By some strange and bizarre twist of fate, Omar Mateen did exactly what he did not intend to do. He took the lives of gay people and made them extraordinary.
He infused their stories with a poignancy they might not have possessed otherwise.
He enabled the rest of the world to see themselves in their stories, to weep at the sheer waste of lives cut short, says Sandip Roy.
Just the other day I was having dinner with friends in San Francisco. It was a scene out of a Home and Garden happy family tableau. The two little girls, toddlers, barely able to walk, were babbling away happily, banging their plates and dishes with glee. The parents were heating up their food and getting dinner ready while chatting about work, old friends and Donald Trump.
I was perched at the kitchen counter with a glass of white wine looking at the spectacular view outside -- the rolling San Francisco hills, studded with picturesque little houses, the tendrils of fog and not far away, a giant rainbow flag fluttering in the lazy afternoon light. It felt so tranquil in its normalcy, I didn't think that for much of the world this was unusual.
The friends were a gay couple. I'd been to their wedding a long time ago and now it seemed the most natural thing in the world to sit in their living room while they prepared dinner for their little girls. Soon it would be LGBTQ Pride in San Francisco. My friends were trying to decide if they would go with their little girls. Their biggest issue was whether the girls could deal with the crowds. The gay movement seemed to have effortlessly entered the mainstream.
Barely a week later that image of gay life in urban America was shattered. When we talk about gays in America today we think of dead bodies in a nightclub, 49 and counting. We think of a man named Omar Mateen who came into a nightclub and slaughtered everyone he could. His father told the media Omar hated gays. He had been violently repulsed seeing two men kiss in Miami and even more incensed that they had done it in front of his young son.
Now that story is slowly being subsumed by the politics of a presidential election. Trump wants to dare Barack Obama to say Islamic terrorist. Obama wants to talk about America and gun control. Hillary Clinton wants to talk about both. But that's playing politics, picking angles that fit with agendas.
Mateen apparently was not particularly religious. He violently abused his wife. He had anger management issues. Some patrons said he would come to the Pulse nightclub to drink because he could not drink at home. But in the end, because he invoked the name of Islamic State in a call to 911, he fits the label of an Islamic terrorist.
But let's not forget in the midst of all this that Mateen did not select any nightclub. He selected a gay club for his massacre. The man who could not turn his eyes away from two men kissing in Miami has inadvertently focused the world's eyes on gay lives.

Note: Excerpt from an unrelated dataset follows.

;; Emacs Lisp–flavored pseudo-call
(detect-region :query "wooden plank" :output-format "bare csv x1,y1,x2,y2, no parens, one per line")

These are not lives of activists. These are not lives of celebrities coming out. These are the lives of ordinary people like my friends in San Francisco.
Anthony Luis Laureanodisla performed in drag as Alanis Laurell. Jean Carlos Mendez Perez worked at a Perfumania store. That's where he charmed a customer named Luis Daniel Wilson-Leon a decade ago. They became long-time partners and both died that night. Darryl Roman Burt II was a financial aid officer, known for his big smile and colourful bow ties. Luis Vielma worked the Harry Potter ride at Universal Studios.
These stories are ordinary stories, so humdrum they never made news. Until now. By some strange and bizarre twist of fate, the killer did exactly what he did not intend to do. He took the lives of gay people and made them extraordinary. He infused their stories with a poignancy they might not have possessed otherwise. He enabled the rest of the world to see themselves in their stories, to weep at the sheer waste of lives cut short.
A friend shared on Facebook the story of a 49-year-old mother who went to the Pulse with her gay son, to show her support, to dance with him. They both died in the fusillade together. Juan Ramon Guerrero had gone to the club with Drew Leionen. He had come out only recently and was nervous about how his family would react to him. They had accepted them both.
Now Juan's father who has the same name as his son tells Time magazine that the two young men will have a funeral together. 'I think my son wanted to do that. That's why,' the father said through his tears. 'I don't care what the people think. I don't care.'
These are admittedly small slivers of humanity to hold onto in a tragedy so senseless and brutal. But ultimately these stories are the best defence against the likes of an Omar Mateen. There will never be security enough to withstand every crazed gunman out there. American politicians who have turned a blind eye to the deaths of kindergarteners and school children are hardly likely to be moved to enact gun control by deaths in a gay nightclub.
And no matter what Clinton and Trump say the ideology spawned by IS and spread by the internet will not be uprooted in one presidency.
But the only guarantee we have against any of the carnage, is the sheer resilience of the human spirit.
Somewhere out there a gay couple will put their children to bed and brush their teeth. A grieving mother will still cook her son's favourite dishes for his birthday even if he is not there to enjoy them.
And through this web of ordinary acts of human decency we will muster the strength to survive the horror. We have no other option.
Sandip Roy is the author of Don't Let Him Know.